Story Slam, 2016

In 2016, I participated in a story slam hosted by TMI Project. On the illustrious stage of Kingston, NY’s, now-defunct BSP, I shared this tale on the assigned theme: Prince Tribute! I did my man proud and tied for first with a fellow MPLS native.

“Dear Dad: Things didn’t work out quite like I wanted them to. Sometimes I feel like I’m gonna explode.”

Those are the opening words of what Prince song?

“Can’t Stop This Feeling I Got.” Track 1, Graffiti Bridge. The year is 1990. I’m a Junior in High School. The song is playing on my girlfriend, Connie’s stereo.

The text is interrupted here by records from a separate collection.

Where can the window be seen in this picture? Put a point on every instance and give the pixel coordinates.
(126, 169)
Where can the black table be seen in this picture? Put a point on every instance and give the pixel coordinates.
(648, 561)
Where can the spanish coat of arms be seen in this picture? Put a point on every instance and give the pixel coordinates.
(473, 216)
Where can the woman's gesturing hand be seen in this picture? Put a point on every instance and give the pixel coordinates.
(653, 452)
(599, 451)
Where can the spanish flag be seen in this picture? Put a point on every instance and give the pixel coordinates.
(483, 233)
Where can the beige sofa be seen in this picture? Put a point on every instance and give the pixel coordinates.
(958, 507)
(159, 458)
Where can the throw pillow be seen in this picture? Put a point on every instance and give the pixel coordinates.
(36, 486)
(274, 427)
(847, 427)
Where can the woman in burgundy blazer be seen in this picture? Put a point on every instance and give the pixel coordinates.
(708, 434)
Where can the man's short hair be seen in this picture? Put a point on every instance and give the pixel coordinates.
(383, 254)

We are listening to the cassette that I made her. See, Connie had passed me a note in French class. “Do you have the new Prince album?” I taped it for her from my CD. Then we started dating.

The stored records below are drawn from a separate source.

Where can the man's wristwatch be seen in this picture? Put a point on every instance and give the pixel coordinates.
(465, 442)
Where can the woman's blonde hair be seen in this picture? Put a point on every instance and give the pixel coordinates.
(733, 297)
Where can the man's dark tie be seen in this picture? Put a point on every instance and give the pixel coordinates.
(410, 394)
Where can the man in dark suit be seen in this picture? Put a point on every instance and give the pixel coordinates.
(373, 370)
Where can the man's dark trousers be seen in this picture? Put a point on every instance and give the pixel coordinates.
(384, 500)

Now we are upstairs, in bed. In her mother’s bed, to be exact. Nobody is home, and Connie’s mother will not be home all weekend. Connie’s mother is away on vacation with her boyfriend Rusty, who drives a truck and runs pig farms.

Now we are listening to it on the tape deck to the living room stereo. It has two big speakers. We have it on loud so we’ll hear it all the way upstairs. Where we are in bed. Trying lose our virginity.

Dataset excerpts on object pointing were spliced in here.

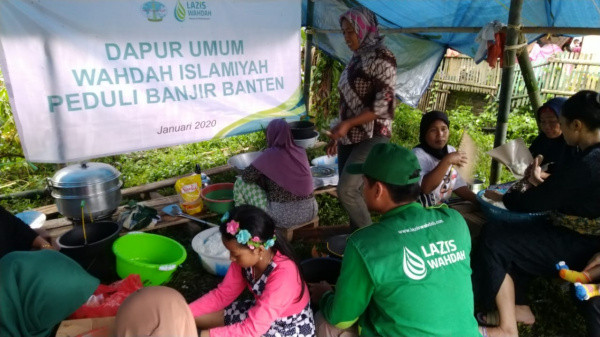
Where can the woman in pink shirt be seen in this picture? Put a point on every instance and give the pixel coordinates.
(261, 261)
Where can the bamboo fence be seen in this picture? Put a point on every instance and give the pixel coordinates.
(562, 74)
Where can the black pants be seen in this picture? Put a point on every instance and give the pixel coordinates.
(524, 251)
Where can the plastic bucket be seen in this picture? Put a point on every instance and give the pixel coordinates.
(216, 265)
(321, 269)
(96, 256)
(218, 197)
(153, 257)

The only problem is, it’s taking a long time to accomplish this.

Like, a really long time.

Okay, let me just come right out and say it: it’s taking a long time because I’m not sure, like, where it goes. I’m struggling with that. The bedroom is dark, and I’m going by feel. Meanwhile, Prince is singing “Tick-Tick Bang.”

“If I ever getcha, ever getcha, there’s no telling how long I’d last…” 

Prince is singing that, but I’m nervous. No telling how long? It’s already been, like, an hour, and I can’t really seal the deal. There’s tick, tick, but there’s no…

Because even though I listen to Prince all the time, and I’ve learned everything I know about sex from him, it’s not happening quite like I thought it would. I thought it would go like a Prince song lyric—like, maybe, “Temptation,” from Around the World in a Day.

“Working my body, working my body…”

That’s Prince. But it’s not going like that at all for me. And getting this monumental act wrong is making me nervous, and so, at times, to quote another Prince lyric, it’s kind of “trying to play pool with a rope.”

I have arrived at Erotic City, population 2, but I am lost.

But the good news is, Graffiti Bridge is playing in a tape player that has auto-repeat. When Side A finishes, it goes to B. And when B finishes, we just keep at it. And it kind of plateaus at heavy petting. For several hours. While Prince fills the house with sexy vibes, power spirit ballads about lasting love, like, “Still Would Stand All Time.” And nasty funk jams with George Clinton. “I’m testing positive / for the funk!” And songs by guest artists like The Time doing “Love Machine,” in which Morris Day raps about his extreme sexual competence.

And every time GB starts again: … “Dear Dad. Things didn’t work out quite like I wanted them to. Sometimes I feel like I’m gonna explode.”

You know—I’m 17. I’ve got hormones surging. Connie is 17, and feels a lot like a 17-year-old with lipstick and tons of hair spray. I’m excited, I’m stymied. But because of my ineptitude … I can’t really park the car in the garage, knowwhatimean….and that brings discomfort. I know, this is a family show, so I’ll only that the cover of Graffiti Bridge features some sky that is blue.

Hour after hour this goes on.

Dear Dad: Things didn’t work out. [wincing] ….sometimes…. explode!

We must have heard the album like, 8 times. We were having bad teenage awkward sex with no manual and no one to ask for help. It was a good time, but I admit, I was not really living up to Prince-ian ideals, sexually speaking.

Let’s admit it, we’re all here tonight because we’re Prince fans. We all wanted our sex life to be like a Prince song—full of instant attraction, “every living fantasies.” Full of poetic euphemisms for oral sex.

We all wanted to wear lingerie to a restaurant.

“Lay your pretty body / against a parking meter

strip your dress like I was stripping a Peter, Paul’s almond joy

Lemme show you baby I’m a talented boy.”

Oh, yeah. I totally am built to have impromptu sex on a parking meter.

In the end, we didn’t have sex that night. And Connie, bless her heart, never said, like, “What the hell happened?! How could you not know how to put your thing in my thing?” She said nothing, and enjoyed the night, and on another occasion, we succeeded in deflowering each other.

And that’ a great lesson for life, from Prince. Sometimes in our lives, things don’t work out like we planned. But we don’t need to explode about it. We can explode later.